ANSWER:        With employed physicians, Title I of the Americans with Disabilities Act (“ADA”) comes into play. Under the ADA, any medical information obtained through medical examinations or disability-related inquiries has to be maintained separately and confidentiality. As a part of this requirement, the Equal Employment Opportunity Commission (“EEOC”) has advised that medical information cannot be kept in an employee’s regular personnel file. Specifically, the EEOC instructs:

Medical information must be collected and maintained on separate forms and in separate medical files. An employer should not place any medical-related material in an employee’s non-medical personnel file. If an employer wants to put a document in a personnel file, and that document happens to contain some medical information, the employer must simply remove the medical information from the document before putting it in the personnel file.

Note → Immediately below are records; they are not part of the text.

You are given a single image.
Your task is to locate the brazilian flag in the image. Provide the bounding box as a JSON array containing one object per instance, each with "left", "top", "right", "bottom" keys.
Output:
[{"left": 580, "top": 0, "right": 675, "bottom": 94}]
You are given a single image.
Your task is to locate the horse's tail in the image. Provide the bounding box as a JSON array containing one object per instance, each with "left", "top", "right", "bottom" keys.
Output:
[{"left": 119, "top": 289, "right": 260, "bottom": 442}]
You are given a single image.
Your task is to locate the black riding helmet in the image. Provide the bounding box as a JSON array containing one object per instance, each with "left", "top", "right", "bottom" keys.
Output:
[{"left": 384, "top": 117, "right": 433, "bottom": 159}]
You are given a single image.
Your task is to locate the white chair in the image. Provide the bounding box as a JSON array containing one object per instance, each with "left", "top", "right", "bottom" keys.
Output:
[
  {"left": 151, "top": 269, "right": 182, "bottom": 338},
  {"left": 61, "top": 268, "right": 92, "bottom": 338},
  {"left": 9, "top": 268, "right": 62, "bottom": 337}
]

Accordingly, any information obtained as a result of medical inquiries or examinations in the employment process must be kept confidentially and separately from routine employment files. We recommend that the same procedure be adopted for the medical staff process and any medical information that is acquired through that process. More and more hospitals are employing physicians and, typically, the employment contracts are conditioned on appointment to the medical staff and grant of clinical privileges. Although there has not been a case commenting on this issue, there is a risk that the courts could apply the confidentiality requirements of Title I of the ADA to the credentialing process under these circumstances. Further, some courts have given the term “employee” under federal discrimination laws, including the ADA, an expansive interpretation to include members of the medical staff that do not have an employment relationship with the hospital because of the amount of “control” (for example, through the peer review process) the hospital exercised over the physician’s practice. Finally, maintaining health information in a separate file helps reinforce the idea that health concerns will be addressed in a confidential and supportive manner. Thus, we recommend maintaining this information separately from routine employment and credentialing files for both employed physicians and those who are solely medical staff members and granted clinical privileges.